How much do I have to pay to save money on interest? If you transfer the $5,400 balance, plus the balance transfer fee of $162, your new balance will be $5,562. In order not to incur interest during the 12-month promotional period, you will have to pay 12 equal installments of $463.50. If you cannot afford to pay that much every month for a year, then you will have some balance left over that will be subject to a much higher interest rate once the 12-month promotional period expires.

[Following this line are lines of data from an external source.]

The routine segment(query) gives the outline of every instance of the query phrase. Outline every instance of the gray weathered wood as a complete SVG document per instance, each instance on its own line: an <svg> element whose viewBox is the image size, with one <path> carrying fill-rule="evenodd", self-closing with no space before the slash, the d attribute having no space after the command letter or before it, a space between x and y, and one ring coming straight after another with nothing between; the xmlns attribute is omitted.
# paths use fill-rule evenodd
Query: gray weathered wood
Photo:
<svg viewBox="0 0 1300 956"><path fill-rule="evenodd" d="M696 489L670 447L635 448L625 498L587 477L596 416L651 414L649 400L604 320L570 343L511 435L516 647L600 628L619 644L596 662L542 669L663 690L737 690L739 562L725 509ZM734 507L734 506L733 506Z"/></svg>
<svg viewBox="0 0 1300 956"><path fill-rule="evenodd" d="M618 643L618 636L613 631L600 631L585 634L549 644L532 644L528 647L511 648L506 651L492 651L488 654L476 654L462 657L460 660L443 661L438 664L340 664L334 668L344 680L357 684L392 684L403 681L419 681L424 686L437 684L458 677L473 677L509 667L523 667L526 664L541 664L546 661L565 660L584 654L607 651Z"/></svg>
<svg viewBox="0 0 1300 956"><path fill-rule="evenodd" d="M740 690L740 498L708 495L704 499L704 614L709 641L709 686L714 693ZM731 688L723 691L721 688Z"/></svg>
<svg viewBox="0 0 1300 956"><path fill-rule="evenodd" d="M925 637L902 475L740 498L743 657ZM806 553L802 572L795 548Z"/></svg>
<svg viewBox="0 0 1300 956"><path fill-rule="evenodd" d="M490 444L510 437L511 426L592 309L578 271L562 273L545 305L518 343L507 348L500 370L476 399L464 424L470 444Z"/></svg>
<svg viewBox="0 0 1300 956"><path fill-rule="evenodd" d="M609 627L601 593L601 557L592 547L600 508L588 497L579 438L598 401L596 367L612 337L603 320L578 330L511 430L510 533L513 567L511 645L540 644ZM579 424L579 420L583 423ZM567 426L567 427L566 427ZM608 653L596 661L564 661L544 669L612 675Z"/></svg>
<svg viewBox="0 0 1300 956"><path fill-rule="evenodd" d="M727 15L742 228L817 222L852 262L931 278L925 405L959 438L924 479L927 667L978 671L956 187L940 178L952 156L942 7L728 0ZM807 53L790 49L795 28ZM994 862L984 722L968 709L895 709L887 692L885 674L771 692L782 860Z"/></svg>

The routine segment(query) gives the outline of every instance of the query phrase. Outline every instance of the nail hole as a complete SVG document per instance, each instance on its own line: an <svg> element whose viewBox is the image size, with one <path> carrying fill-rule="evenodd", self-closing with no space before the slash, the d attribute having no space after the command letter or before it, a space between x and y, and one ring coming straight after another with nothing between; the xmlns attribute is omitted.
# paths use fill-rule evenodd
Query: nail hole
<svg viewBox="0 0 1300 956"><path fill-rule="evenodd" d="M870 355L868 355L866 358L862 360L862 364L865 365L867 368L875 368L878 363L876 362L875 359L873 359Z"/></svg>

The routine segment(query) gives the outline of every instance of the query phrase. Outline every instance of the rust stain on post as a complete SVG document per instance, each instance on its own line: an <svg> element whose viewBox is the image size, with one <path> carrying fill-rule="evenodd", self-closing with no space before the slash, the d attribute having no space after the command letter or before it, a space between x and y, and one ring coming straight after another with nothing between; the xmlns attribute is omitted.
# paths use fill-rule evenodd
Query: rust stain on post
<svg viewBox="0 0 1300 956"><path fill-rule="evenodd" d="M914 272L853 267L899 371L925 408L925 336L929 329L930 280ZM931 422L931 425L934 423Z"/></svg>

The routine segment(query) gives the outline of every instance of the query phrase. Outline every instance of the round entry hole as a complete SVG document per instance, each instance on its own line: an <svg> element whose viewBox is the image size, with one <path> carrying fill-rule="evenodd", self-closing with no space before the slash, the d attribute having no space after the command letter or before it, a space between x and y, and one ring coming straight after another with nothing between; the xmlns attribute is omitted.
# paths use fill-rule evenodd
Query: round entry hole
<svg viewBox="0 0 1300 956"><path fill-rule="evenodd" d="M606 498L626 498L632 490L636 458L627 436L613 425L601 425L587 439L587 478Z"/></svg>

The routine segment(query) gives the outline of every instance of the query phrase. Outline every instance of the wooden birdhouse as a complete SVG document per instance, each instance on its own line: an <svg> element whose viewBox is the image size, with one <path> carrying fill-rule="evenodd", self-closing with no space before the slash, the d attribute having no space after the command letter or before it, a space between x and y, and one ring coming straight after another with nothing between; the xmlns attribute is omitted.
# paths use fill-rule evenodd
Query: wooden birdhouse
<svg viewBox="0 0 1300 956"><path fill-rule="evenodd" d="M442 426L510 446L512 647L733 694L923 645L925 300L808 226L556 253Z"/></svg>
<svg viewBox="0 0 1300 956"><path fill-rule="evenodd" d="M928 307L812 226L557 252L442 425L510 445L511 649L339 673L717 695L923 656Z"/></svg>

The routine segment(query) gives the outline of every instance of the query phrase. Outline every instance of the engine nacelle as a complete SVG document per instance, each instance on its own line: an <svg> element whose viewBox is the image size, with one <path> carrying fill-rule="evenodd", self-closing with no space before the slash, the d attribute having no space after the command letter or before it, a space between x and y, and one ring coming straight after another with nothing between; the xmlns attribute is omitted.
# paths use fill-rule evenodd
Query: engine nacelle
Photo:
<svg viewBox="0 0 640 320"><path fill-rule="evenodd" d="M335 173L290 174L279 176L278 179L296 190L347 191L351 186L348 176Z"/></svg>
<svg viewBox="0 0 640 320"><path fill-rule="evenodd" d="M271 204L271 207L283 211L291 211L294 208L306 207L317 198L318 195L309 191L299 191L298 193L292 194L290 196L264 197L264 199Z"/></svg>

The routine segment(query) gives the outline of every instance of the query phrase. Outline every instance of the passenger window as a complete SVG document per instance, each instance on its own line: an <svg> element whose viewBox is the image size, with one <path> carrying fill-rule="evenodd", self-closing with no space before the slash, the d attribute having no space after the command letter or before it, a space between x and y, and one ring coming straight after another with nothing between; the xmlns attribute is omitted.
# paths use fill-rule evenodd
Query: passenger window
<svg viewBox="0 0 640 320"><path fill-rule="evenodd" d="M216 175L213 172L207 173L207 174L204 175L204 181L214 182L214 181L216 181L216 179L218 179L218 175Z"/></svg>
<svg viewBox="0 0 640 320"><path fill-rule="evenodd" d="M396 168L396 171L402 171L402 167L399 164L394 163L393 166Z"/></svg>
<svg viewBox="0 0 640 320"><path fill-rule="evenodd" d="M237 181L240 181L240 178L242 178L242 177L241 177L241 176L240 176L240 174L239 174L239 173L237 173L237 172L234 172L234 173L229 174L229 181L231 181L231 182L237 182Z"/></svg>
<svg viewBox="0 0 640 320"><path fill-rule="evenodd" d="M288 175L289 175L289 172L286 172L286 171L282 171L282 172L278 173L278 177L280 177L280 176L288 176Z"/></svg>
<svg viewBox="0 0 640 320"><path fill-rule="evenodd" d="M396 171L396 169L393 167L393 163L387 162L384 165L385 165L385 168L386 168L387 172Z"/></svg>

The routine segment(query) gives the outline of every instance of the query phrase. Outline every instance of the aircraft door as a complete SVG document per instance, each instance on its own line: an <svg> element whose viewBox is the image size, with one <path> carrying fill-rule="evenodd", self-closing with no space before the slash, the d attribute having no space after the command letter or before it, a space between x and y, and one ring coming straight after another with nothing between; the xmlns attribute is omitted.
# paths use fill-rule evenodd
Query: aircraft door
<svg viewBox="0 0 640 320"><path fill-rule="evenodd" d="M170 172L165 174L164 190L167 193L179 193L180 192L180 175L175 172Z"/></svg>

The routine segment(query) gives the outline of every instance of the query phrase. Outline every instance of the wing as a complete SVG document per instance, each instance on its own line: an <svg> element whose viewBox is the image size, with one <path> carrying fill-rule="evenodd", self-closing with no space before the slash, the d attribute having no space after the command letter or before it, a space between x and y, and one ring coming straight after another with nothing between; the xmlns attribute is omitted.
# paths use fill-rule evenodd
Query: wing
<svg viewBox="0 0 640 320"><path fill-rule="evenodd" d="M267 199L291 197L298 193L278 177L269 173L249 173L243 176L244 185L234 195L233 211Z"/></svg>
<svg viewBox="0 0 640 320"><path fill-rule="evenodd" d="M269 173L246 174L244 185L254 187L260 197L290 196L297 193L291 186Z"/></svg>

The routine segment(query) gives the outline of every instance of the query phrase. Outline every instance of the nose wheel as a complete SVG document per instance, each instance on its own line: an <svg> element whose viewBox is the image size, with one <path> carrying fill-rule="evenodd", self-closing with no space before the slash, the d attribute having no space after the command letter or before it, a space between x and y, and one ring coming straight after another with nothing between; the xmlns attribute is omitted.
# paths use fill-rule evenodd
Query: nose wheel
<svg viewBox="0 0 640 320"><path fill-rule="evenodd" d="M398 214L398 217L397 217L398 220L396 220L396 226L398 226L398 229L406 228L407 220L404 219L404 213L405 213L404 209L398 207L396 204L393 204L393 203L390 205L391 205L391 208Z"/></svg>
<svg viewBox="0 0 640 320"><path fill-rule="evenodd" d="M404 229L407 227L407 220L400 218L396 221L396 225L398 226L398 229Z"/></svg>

What will the purchase APR be after the 0 percent period? OK, let's consider the possibility that you may not, in fact, pay the balance off in a year. Most balance transfer cards come with higher-than-average purchase APRs, as high as 22.99 percent. If you were wondering exactly how banks make money off 0 percent balance transfers, this is one way. Many consumers taking out a balance transfer won't be able to pay the balance off before the 0 percent APR offer expires, so they get stuck paying high interest rates on the remaining balance.
What will the remaining balance be on the card once the 0 percent APR offer expires? To determine this, simply multiply your estimated monthly payments by 12. Let's say that you can only pay $200 per month on the new card. That's $2,400 in a year, so you'd end up with a balance of $3,000 at the end of the promotional period. Add the $162 balance transfer fee, and you'd be looking at a remaining balance of $3,162. That's not as bad as the $5,400 you had originally — but remember that you'll still have to pay off the $3,162 at a higher interest rate.
Will I be worse off? Worst-case scenario, if you end up with a card charging 22.99 percent at the end of the 0 percent offer, you'd now be paying 7 percent more in interest on the remaining balance. For each $1,000 remaining on the card, you'd now be paying about $230 in interest a year, instead of $160. The longer you keep a balance on the new card, the more you will undermine those balance transfer savings.
Will this affect my credit? Applying for a new credit card could also affect your credit score. Getting a new credit line will help your score in the long run, if you keep balances low in relation to the credit limit. On the other hand, applying for new credit card, particularly if done frequently, can hurt your score. If you carry high balances (in relation to your credit limit) for a long time, that can hurt scores even more.
Do I have the discipline to take on extra credit? If you still decide the transfer is worth it, you need to ask yourself the hardest question of all: Will taking on more (and cheap) credit cause you to spend more?
If knowing that you're saving money will cause you to make more impulse buys, you'll be canceling out your savings.
In short, when used with caution and discipline, 0 percent balance transfer offers can save you a good amount of money on credit card interest only if you are able to repay the entire amount during the zero interest promotional period.